Neuromuscular diseases encompass a wide range of clinical conditions remaining incurable while the genetic and molecular basis of most of these conditions remains unknown. Using mouse ENU mutagenesis we have identified a novel autosomal recessive neuromuscular phenotype characterized by hind limb weakness, progressing with muscle atrophy, reduced body weight, atrophy of lymphoid organs, generalized paralysis and death within the first month of age. The most striking neuropathological finding is the severe vacuolation of the motor neurons in the spinal cord, reminiscent of other mouse models of motor neuron disease. Ultrastructural analysis of motor neuron mitochondria showed that these vacuoles are mitochondria that have disorganized or completely absent cristae. Genetic linkage analysis and sequencing revealed an intronic point mutation in the DnaJC11 gene, a member of the DnaJ homolog, subfamily C (DnaJC) of heat shock proteins (Hsp40s). The intronic mutation generates a novel splicing acceptor site resulting in the insertion of a small intronic region in the mature transcript, causing a replacement of the C terminus of the protein by a new sequence. Genetic confirmation about the causality of this mutation in our phenotype was achieved by complete rescue of the phenotype in the presence of the human DnaJC11 transgene. This is a novel gene with unknown function, whose protein localizes in mitochondria. Our neuromuscular model represents the first evidence that associates mitochondrial structure alterations and the DnaJC family with motor neuron disease pathogenesis. In our current studies we aim to elucidate the molecular basis of the neuromuscular phenotype by identifying the function(s) of this novel DnaJC member. 

   

 

1. Ioakeimidis F, Ott C, Kozjak-Pavlovic V, Violitzi F, Rinotas V, Makrinou E, Eliopoulos E, Fasseas C, Kollias G, Douni E. (2014). A splicing mutation in the novel mitochondrial protein DNAJC11 causes motor neuron pathology associated with cristae disorganization, and lymphoid abnormalities in mice.
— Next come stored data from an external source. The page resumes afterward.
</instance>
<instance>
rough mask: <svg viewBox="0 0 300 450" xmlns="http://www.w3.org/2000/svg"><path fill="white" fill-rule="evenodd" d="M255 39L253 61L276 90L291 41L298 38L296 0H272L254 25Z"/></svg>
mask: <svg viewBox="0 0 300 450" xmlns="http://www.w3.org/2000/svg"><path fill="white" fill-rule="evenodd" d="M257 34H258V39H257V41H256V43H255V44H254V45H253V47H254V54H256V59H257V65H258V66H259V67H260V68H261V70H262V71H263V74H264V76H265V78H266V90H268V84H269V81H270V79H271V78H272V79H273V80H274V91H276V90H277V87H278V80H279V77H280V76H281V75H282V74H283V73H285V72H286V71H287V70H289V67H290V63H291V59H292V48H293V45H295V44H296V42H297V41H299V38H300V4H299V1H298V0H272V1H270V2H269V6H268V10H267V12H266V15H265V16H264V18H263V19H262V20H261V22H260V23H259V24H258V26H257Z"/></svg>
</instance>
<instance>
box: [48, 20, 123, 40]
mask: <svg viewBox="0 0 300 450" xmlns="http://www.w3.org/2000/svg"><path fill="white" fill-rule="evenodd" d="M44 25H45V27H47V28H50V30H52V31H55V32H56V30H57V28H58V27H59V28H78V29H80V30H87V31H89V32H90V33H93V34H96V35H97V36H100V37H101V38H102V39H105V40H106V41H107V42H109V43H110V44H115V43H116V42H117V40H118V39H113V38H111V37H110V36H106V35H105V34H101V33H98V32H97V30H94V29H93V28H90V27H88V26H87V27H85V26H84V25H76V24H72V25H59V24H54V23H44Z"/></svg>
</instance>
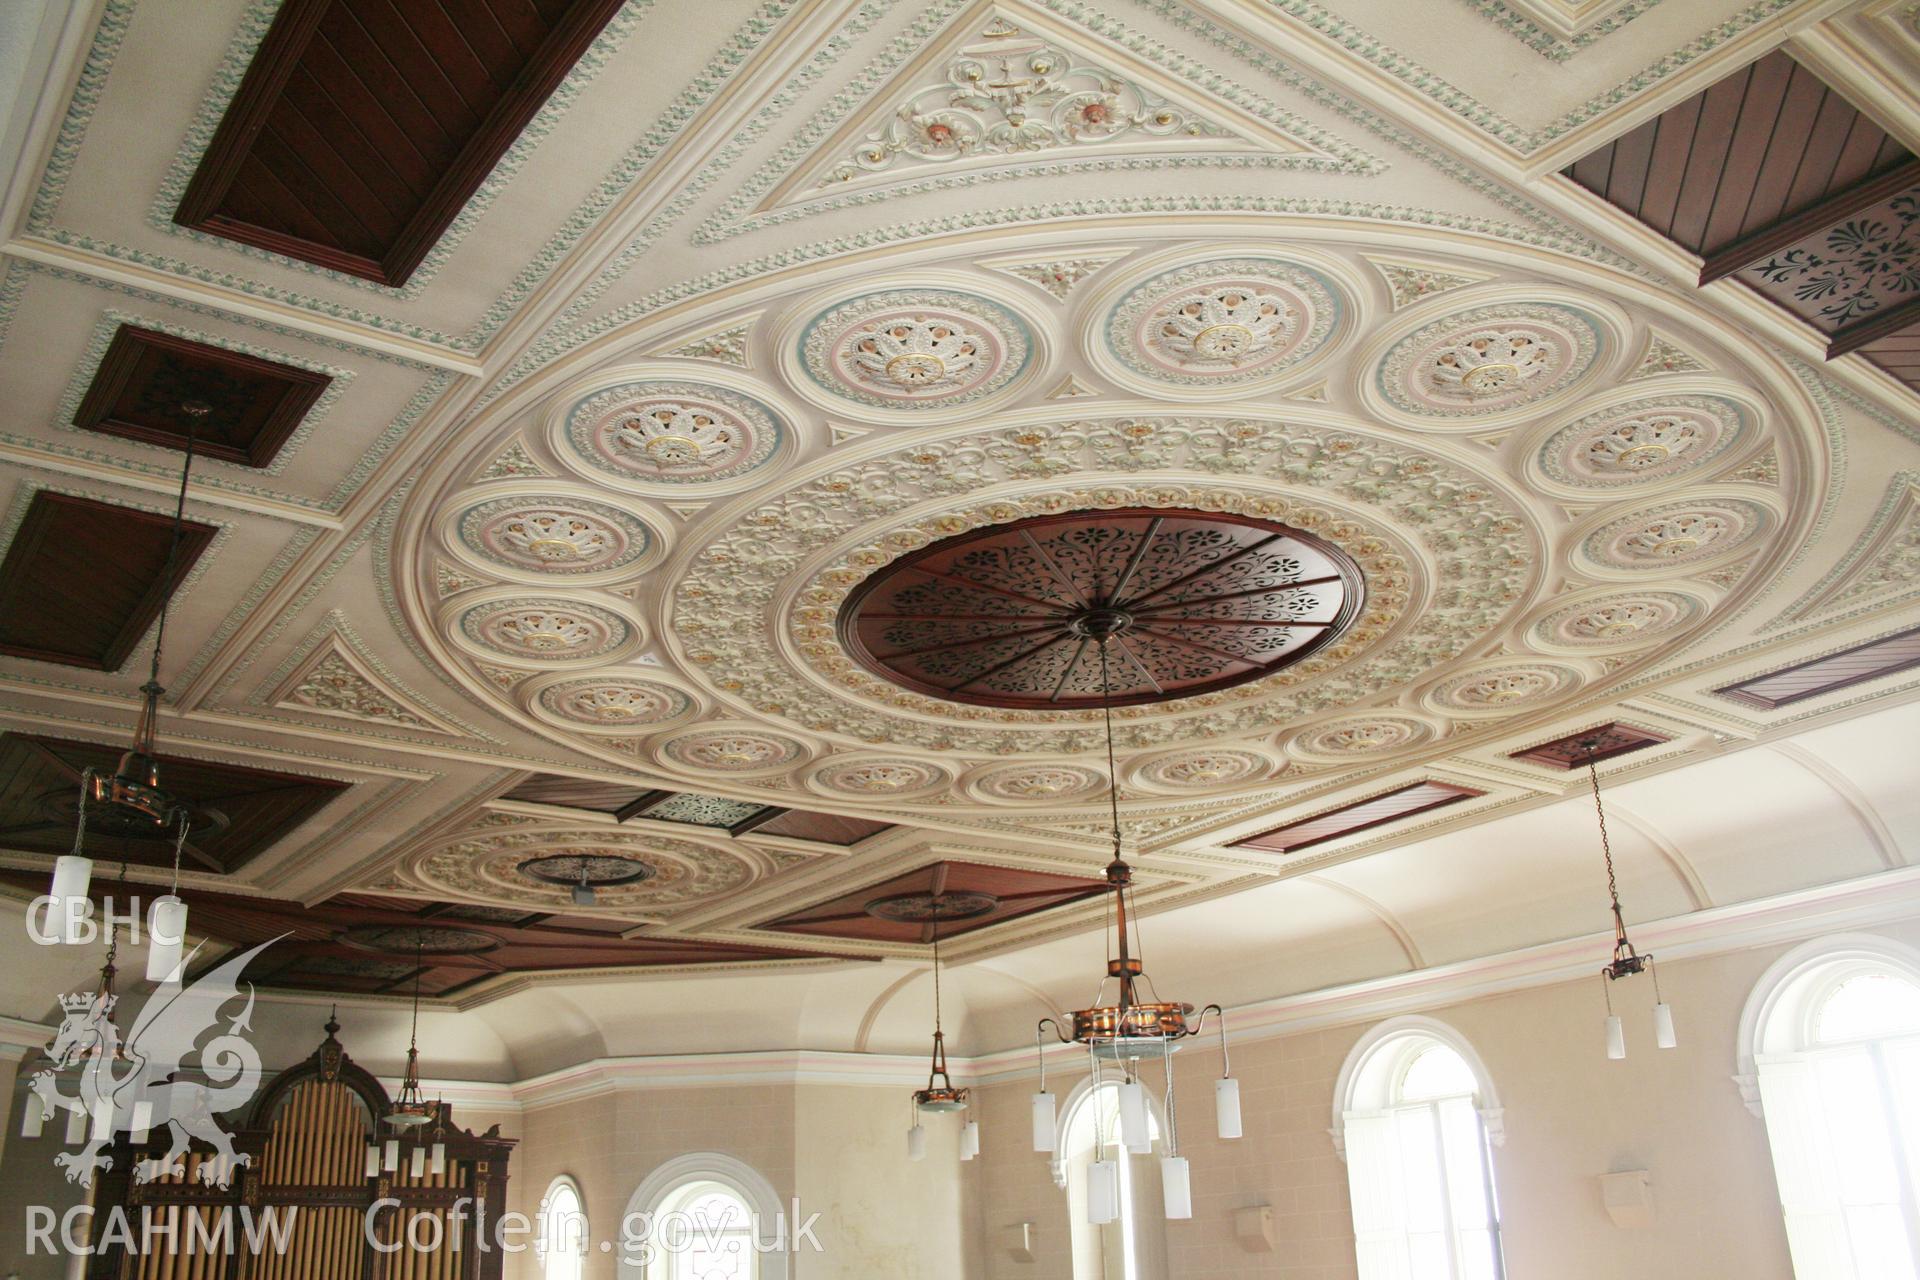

PLoS One; 9(8):e104237. 

 

Identification of a Novel SLC25 Member Causing Autosomal Recessive Ataxia 

SLC25A46, a novel mitochondrial protein, has recently been identified as a pathogenic cause  in a wide spectrum of rare human neurological diseases, including optic atrophy, Charcot-Marie-Tooth type 2, Leigh syndrome, progressive myoclonic ataxia and lethal congenital pontocerebellar hypoplasia. Following a genetic approach, our group identified a novel neurological mouse model caused by a nonsense mutation in the Slc25a46 gene. SLC25A46 is an outer membrane protein, member of the Solute Carrier 25 (SLC25) family of nuclear genes encoding mitochondrial carriers, with a role in mitochondrial dynamics and cristae maintenance. Mutant mice manifest the main clinical features identified in patients, including ataxia, optic atrophy and cerebellar hypoplasia, which were completely rescued by expression of the human ortholog. Histopathological analysis revealed previously unseen lesions, most notably disrupted cytoarchitecture in the cerebellum and retina and prominent abnormalities in the neuromuscular junction. A distinct lymphoid phenotype was also evident. Our mutant mice provide a valid model for understanding the mechanistic basis of the complex SLC25A46-mediated pathologies, and further investigation of the associated human pathology.

 

 

1. Terzenidou ME, Segklia A, Kano T, Papastefanaki F, Karakostas A, Charalambous M, Ioakeimidis F, Papadaki M, Kloukina I, Chrysanthou-Piterou M, Samiotaki M, Panayotou G, Matsas R, Douni E. (2017). Novel insights into SLC25A46-related pathologies in a genetic mouse model. PLoS Genet; Apr 4;13(4):e1006656. doi: 10.1371.